Chat with us, powered by LiveChat

This Day in History - 22nd October

 

1707 Four British Royal Navy ships ran aground near the Isles of Scilly. Admiral Sir Cloudesley Shovell and more than 1,400 sailors drowned in one of the worst maritime disasters in the history of Britain. It was later determined that the main cause of the disaster was the navigators' inability to accurately calculate their positions.

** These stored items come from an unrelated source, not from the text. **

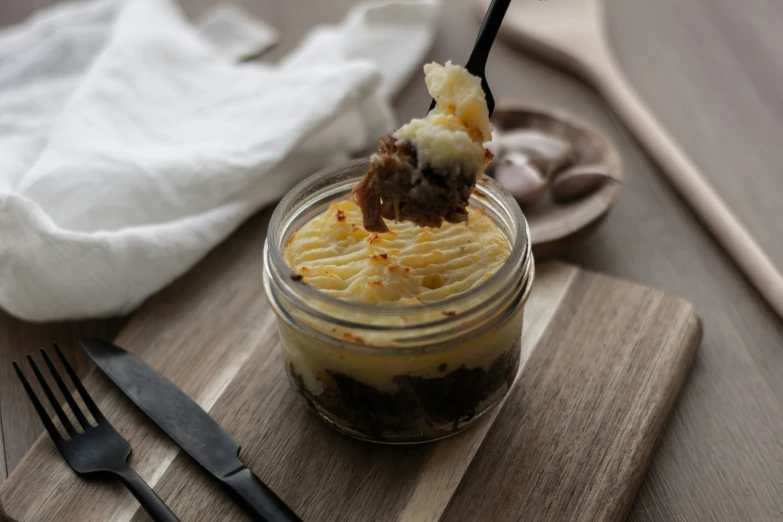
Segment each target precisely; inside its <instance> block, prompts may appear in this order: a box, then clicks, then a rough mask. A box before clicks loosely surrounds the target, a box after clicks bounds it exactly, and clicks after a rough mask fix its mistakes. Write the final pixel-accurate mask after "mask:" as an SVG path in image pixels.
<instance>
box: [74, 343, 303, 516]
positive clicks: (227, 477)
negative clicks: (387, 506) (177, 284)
mask: <svg viewBox="0 0 783 522" xmlns="http://www.w3.org/2000/svg"><path fill="white" fill-rule="evenodd" d="M79 342H80V343H81V345H82V346H83V347H84V349H85V350H86V351H87V353H88V354H89V355H90V357H91V358H92V360H93V361H95V363H96V364H97V365H98V367H99V368H100V369H101V370H102V371H103V373H105V374H106V375H107V376H108V377H109V379H111V380H112V381H113V382H114V384H116V385H117V387H118V388H119V389H120V390H121V391H122V392H123V393H124V394H125V395H126V396H127V397H128V398H129V399H130V400H131V401H133V403H134V404H136V406H138V407H139V408H140V409H141V410H142V411H143V412H144V413H145V414H146V415H147V417H149V418H150V420H152V422H154V423H155V424H157V425H158V427H159V428H160V429H161V430H163V431H164V432H165V433H166V434H167V435H168V436H169V437H170V438H171V439H172V440H173V441H174V442H175V443H176V444H177V445H178V446H179V447H180V448H182V449H183V451H185V452H186V453H187V454H188V455H190V456H191V457H192V458H193V459H194V460H195V461H196V462H198V463H199V464H200V465H201V467H202V468H204V469H205V470H206V471H207V472H209V473H210V474H211V475H212V476H213V477H215V478H216V479H217V480H218V481H219V482H220V484H221V485H222V486H223V487H224V488H225V489H226V491H227V492H228V494H229V495H231V497H232V498H234V500H236V501H237V502H238V503H239V504H240V505H241V506H242V507H243V508H244V509H245V511H246V512H247V513H248V514H250V515H251V516H253V518H254V520H260V521H264V522H301V519H300V518H299V517H298V516H297V515H296V514H295V513H294V512H293V510H292V509H291V508H290V507H288V506H287V505H286V504H285V503H284V502H283V501H282V500H280V498H278V496H277V495H276V494H275V493H274V492H273V491H272V490H271V489H269V487H268V486H267V485H266V484H264V483H263V482H262V481H261V479H259V478H258V477H257V476H256V475H254V474H253V472H252V471H251V470H250V469H249V468H248V467H247V466H245V464H244V463H243V462H242V461H241V460H240V459H239V443H237V441H236V440H234V438H233V437H232V436H231V435H229V434H228V432H226V430H224V429H223V427H222V426H220V424H218V423H217V421H215V419H213V418H212V417H211V416H210V415H209V414H208V413H207V412H205V411H204V410H203V409H202V408H201V406H199V405H198V404H196V402H195V401H193V399H191V398H190V397H188V396H187V395H186V394H185V393H184V392H183V391H182V390H180V389H179V388H178V387H177V386H176V385H175V384H174V383H172V382H171V381H169V380H168V379H166V378H165V377H164V376H163V375H161V374H160V373H158V372H157V371H155V370H154V369H152V368H150V367H149V366H147V364H145V363H144V362H143V361H142V360H141V359H139V358H138V357H136V356H135V355H133V354H131V353H129V352H126V351H125V350H123V349H122V348H120V347H118V346H115V345H114V344H112V343H108V342H106V341H101V340H98V339H80V341H79Z"/></svg>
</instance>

1877 An explosion at the Blantyre mine in Scotland killed 207 miners the youngest aged 11. It remains Scotland’s worst mining accident.

 

1878 The first floodlit rugby match took place, between Broughton and Swinton, at Broughton, Lancashire.

 

1910 American born Doctor Hawley Crippen was convicted at the Old Bailey Central Criminal Court in London of poisoning his wife Cora. Crippen was hanged on November 23rd at Pentonville prison.

 

1930 The BBC Symphony Orchestra played their first concert, conducted by Sir Adrian Boult at the Queen’s Hall, London.

 

1937 The Duke and Duchess of Windsor arrived in Berlin to meet German leader Adolf Hitler, to study housing conditions.

 

1963 A BAC One-Eleven prototype airliner flown by test pilot Mike Lithgow, crashed during stall testing with the loss of all on board. Lithgow became the holder of the World Absolute Air Speed Record in 1953 flying a Supermarine Swift.

 

1966 A Russian KGB master spy, George Blake, escaped from Wormwood Scrubs in London where he was serving a 40 year sentence for spying against the British Government.

 

1972 Gordon Banks, England’s star goalkeeper, damaged his eyes in a car crash.

 

1974 A bomb exploded in a London restaurant near to where opposition leader Edward Heath was dining. Three members of staff were injured.

 

1975 The 'Guildford Four' were sentenced to life imprisonment after being found guilty of planting IRA bombs in pubs in Guildford and Woolwich. Fifteen years later they had their convictions quashed by the Court of Appeal, following an extensive inquiry into the original police investigation.

 

1983 The Campaign for Nuclear Disarmament (CND) held its biggest ever protest against nuclear missiles in London, with an estimated one million people taking part.

 

1986 The world’s youngest heart transplant patient, a two-and-a-half-month-old baby from north west London, was given the heart of a five-day-old Belgian boy by Professor Magdi Yacoub at Harefield Hospital, Middlesex.

 

2001 Towns and villages in Cambridgeshire and Essex were on flood alert as forecasters predicted more torrential downpours following what experts said were the worst floods in 20 years.

 

2006 The first episode ('Everything Changes') of the cult British science fiction television programme Torchwood, a spin-off of Doctor Who. Alien hunter Ianto Jones was played by Welsh actor Gareth David-Lloyd. Remarkably, there is a shrine at Cardiff Bay in honour of Torchwood's fictional Ianto Jones who 'gave his life in defence of the children of this planet' in 2009.

 

2013 Former BBC broadcaster Stuart Hall was stripped of his OBE by the Queen after he was jailed for a series of sexual assaults on young girls. In June, Hall, aged 83, admitted 14 counts against girls aged from nine to 17 between 1967 and 1985. The Queen directed that the honour should be "cancelled and annulled" and his name be "erased" from the register.